D. Richard Hipp wrote:
> Dennis Cote wrote:
>> Hi All,
>>
>> I have a situation where populating data in a temp table takes a
>> long time, about 8 minutes, and I am wondering if anyone can offer
>> any suggestions for ways to speed it up.
>>
>> I have the permanent table and associated index, shown below, which
>> holds tree structured component data. Each node is related to its
>> parent by the container_id field.
>>
>> create table Component (
>> component_id integer primary key,
>> component_kind_id integer not null references
>> Component_Kind, component_number integer not null, --
>> number of this
>> component -- within its container ... component_function_id
>> integer default 0 references Component_Function, unique
>> (container_id, component_kind_id, component_number) );
>
> A primary key is always unique. So putting the primary key as
> the first element of a UNIQUE index accomplishes no good. But
> it does make the database larger and it makes it run slowly
> by given the database engine more things to have to keep
> up-to-date.
>
Richard,
I think you misread my SQL. The primary key is component_id, the first
component of the unique constraint is container_id. These are different
fields. The unique constraint is there to enforce a real application
constraint.
>>
>> --index used to speed container lookups
>> create index Component_Container_Index on Component (container_id);
>
> An index that is on the primary key is redundant. This is especially
> true of an INTEGER PRIMARY KEY in SQLite. The index will never be
> used to speed up a search. (If it where used, it would only slow the
> search down.) But CPU cycles and disk space are consumed maintaining
> the index all the same. So an index on a primary key is a net loss.
>
Same thing here. The index is on the field container_id which is NOT the
primary key. In fact this index is very useful for fast container based
lookups as below and in other places in my application.
>>
>> and I populate the temp table with the following SQL statement;
>>
>> insert into Component_Count
>> select sub.id, sub_count, peer_count
>> from
>> (select pid as id, count(nid) as sub_count
>> from
>> (select p.component_id as pid, n.component_id as nid
>> from Component p left outer join Component n on
>> p.component_id = n.container_id)
>> group by pid) as sub
>> join
>> (select nid as id, count(pid) as peer_count
>> from
>> (select n.component_id as nid, p.component_id as pid
>> from Component n left outer join Component p
>> on (n.component_id != p.component_id
>> and n.container_id = p.container_id
>> and n.component_kind_id = p.component_kind_id))
>> group by id) as peer
>> using (id);
>>
>
> Joining two unindexed tables (and the result of a subquery is not
> going to have an index) will always be an O(N**2) operation. You can
> change it into an O(NlogN) operation by storing the results of
> subqueries in separate temporary tables, creating indices on those
> temporary tables, then doing the join on the temporary tables.
Thanks for the hint about creating indexes on the temp tables.
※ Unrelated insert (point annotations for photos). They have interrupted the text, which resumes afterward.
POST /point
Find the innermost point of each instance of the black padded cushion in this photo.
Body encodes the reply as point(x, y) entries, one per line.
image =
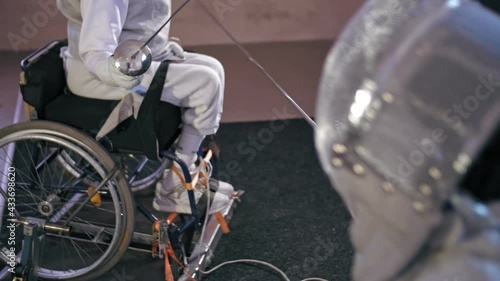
point(45, 78)
point(90, 114)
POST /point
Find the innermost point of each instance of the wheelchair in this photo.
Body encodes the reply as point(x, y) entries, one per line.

I had discovered that I could create separate temp tables with the required
counts using the following SQL statements. These statements execute in
seconds (or less, its hard to tell).
create temp table container_count as
select container_id as component_id, count(*) as sub_count
from Component group by container_id;
create temp table container_kind_count as
select container_id, component_kind_id, count(*) as peer_count
from Component group by container_id, component_kind_id;
But a join to combine the component ids with the sub component counts like
this;
select component.component_id, sub_count from
component left outer join container_count using(component_id);
still took a very long time.
By issuing a separate create statement for the container_count table, one
with the component id declared as a integer primary key (which effectively
creates an index on that table), and then filling the table with an "insert
as select..." I got an equivalent temp table with an index. Since the
component table already has an index on component_id (it's also an integer
primary key), my join statement now executes in about a second as well. I
now do this;
create temp table container_count (
component_id integer primary key,
sub_count integer
);
insert into container_count
select container_id, count(*) as sub_count from Component group by
container_id;
select component.component_id, sub_count from
component left outer join container_count using(component_id);
which executes in a second or two for the same 30,000 record table.
Now all I need to do is combine this table with the peer counts.
SQLite rocks!